Two indigenous people from Ecuador win Goldman prize for expelling gold miners
Ecuadorians Álex Lucitante and Alexandra Narváez , two young indigenous people from the A’i Cofán native people, are the only two Latin American winners of the 2022 Goldman Prize for having achieved a historic legal victory that allowed their territories in the Amazon to be protected from gold mining from Ecuador.

Photo provided today by the Goldman Environmental Prize showing Ecuadorians Álex Lucitante (l) and Alexandra Narváez (r), two indigenous people from the A’i Cofán ancestral people, posing.
Along with the indigenous couple from Ecuador, among the winners announced this Wednesday of the Goldman, considered the Nobel Prize for the environment, there is also the American Nalleli Cobo , the Dutch Marjan Minnesma, the Thai Niwat Roykaew, the Australian Julien Vincent and the Nigerian Chima Williams.
Thanks to the leadership of Lucitante and Narváez, the Ecuadorian Justice ruled in favor of the A’i Cofán indigenous people by annulling 52 illegal gold mining concessions granted without the consent of the native community of Sinangoe, located at the foot of the Andes, to the outskirts of the Cayambe-Coca National Park.
This victory achieved in 2018 in court made it possible to protect nearly 32,000 hectares of virgin and biodiverse tropical forest in the headwaters of the Aguarico River in Ecuador, according to the organization of the award in a statement.
Lucitante, 29, a law student, comes from a family of traditional healers and is a member of Alianza Ceibo, an indigenous coalition uniting indigenous nationalities in the northeastern Ecuadorian Amazon to protect their territories, rights, and cultures.
For her part, Narváez, 30, formed the indigenous guard in 2017 to monitor and stop illegal activities within her territory and also joined the Shamec’co women’s association, which seeks strategies to continue caring for the territory and the legacy of their children.
In 2017, the Sinangoe guard began detecting makeshift mining camps along riverbanks in remote sections of the community and within the national park, with illegal loggers, poachers and artisanal gold miners actively operating. .
Following the discovery of the mining operations and concessions, Lucitante and Narváez sought to unify the community and formulate a plan to protect their territory.
SURVEILLANCE AND REPORTING
Thus, the community, with the support of allied organizations, developed a strategy to monitor the area impacted by mining with technology and tours of the indigenous guard and redoubled patrols on foot and by boat to detect and report mining, logging and illegal fishing in the territory.
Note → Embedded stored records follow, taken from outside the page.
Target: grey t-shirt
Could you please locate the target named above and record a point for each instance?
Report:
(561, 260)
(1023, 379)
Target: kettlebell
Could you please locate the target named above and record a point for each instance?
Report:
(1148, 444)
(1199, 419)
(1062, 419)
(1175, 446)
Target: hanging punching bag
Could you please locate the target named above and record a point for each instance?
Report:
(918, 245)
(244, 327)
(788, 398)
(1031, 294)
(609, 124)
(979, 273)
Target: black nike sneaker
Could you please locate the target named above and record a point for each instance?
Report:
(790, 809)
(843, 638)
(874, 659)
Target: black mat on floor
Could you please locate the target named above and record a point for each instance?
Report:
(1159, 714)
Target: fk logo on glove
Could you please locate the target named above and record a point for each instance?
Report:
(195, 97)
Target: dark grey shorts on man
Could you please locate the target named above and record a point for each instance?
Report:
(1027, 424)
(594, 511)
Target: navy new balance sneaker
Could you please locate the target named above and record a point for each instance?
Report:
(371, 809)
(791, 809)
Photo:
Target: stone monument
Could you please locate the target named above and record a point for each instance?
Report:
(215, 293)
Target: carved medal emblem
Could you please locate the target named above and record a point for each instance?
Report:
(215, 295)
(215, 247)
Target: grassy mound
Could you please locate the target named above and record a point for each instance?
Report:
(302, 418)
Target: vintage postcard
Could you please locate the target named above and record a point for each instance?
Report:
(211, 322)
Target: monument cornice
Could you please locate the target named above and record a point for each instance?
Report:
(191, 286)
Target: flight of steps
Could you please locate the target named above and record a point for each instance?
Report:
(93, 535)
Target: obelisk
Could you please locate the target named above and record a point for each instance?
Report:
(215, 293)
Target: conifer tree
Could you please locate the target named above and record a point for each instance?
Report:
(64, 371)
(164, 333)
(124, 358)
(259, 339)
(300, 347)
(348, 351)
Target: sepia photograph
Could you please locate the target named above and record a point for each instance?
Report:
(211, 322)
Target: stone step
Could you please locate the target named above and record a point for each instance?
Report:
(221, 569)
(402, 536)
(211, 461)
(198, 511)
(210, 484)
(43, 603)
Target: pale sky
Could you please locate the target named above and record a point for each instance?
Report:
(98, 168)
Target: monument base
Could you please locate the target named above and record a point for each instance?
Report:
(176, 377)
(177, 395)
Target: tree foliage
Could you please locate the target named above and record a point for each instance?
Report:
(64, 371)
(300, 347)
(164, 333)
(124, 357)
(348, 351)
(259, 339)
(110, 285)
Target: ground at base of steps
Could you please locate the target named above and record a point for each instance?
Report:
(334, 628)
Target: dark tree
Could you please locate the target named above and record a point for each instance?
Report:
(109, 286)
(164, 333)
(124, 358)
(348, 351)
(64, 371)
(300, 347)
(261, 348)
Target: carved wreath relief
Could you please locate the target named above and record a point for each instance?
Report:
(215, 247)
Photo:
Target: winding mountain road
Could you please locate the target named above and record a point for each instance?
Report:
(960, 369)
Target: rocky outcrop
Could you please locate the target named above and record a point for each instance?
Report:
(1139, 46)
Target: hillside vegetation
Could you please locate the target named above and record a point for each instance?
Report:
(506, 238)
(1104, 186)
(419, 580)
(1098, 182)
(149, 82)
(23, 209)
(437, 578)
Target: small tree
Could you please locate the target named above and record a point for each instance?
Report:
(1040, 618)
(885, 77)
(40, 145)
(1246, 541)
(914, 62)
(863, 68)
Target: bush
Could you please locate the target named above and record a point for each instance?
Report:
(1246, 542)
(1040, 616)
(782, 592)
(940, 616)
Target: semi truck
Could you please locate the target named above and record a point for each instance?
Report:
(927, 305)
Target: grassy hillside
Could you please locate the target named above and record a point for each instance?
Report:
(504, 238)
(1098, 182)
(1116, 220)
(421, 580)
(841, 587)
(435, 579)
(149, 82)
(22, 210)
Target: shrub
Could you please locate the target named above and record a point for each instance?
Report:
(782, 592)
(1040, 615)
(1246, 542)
While Narváez participated in the tours of the guard and served as a spokesperson for the community, Lucitante participated in legal and media strategies to add support, until he obtained the adhesion of 60 national and international organizations and 14 local communities to the campaign.
In May 2018, Sinangoe filed a lawsuit against the state for violating their rights as an indigenous community and granting mining concessions without the consultation or consent of the Cofán, resulting in the historic ruling in favor of the indigenous people.
The sentence closed the door to gold mining in the ancestral territory of Sinangoe, home of the Cofán, whose territory is located within a biodiverse tropical forest at the headwaters of the Aguarico River , a tributary of the Amazon River.
CONNECTED TO LAND AND WATER
The Cofán are a small indigenous people, made up of 1,200 people, and their culture is deeply connected to the land and water, for which their way of life depends on rivers and forests, with a reliance on subsistence agriculture, hunting and wild gathering.
For Lucitante and Narváez, it is the A’i Cofán community of Sinangoe that deserves this award, for which they decided to donate the economic prize, so that it is transferred directly to a civil society organization made up of communities of four indigenous nationalities from the Ecuadorian Amazon.
It is the fourth time that the Goldman Prize has been awarded to Ecuador after it was already won by Luis Macas (1994), Pablo Fajardo Mendoza and Luis Yanza (2008) and Nemonte Nenquimo (2020).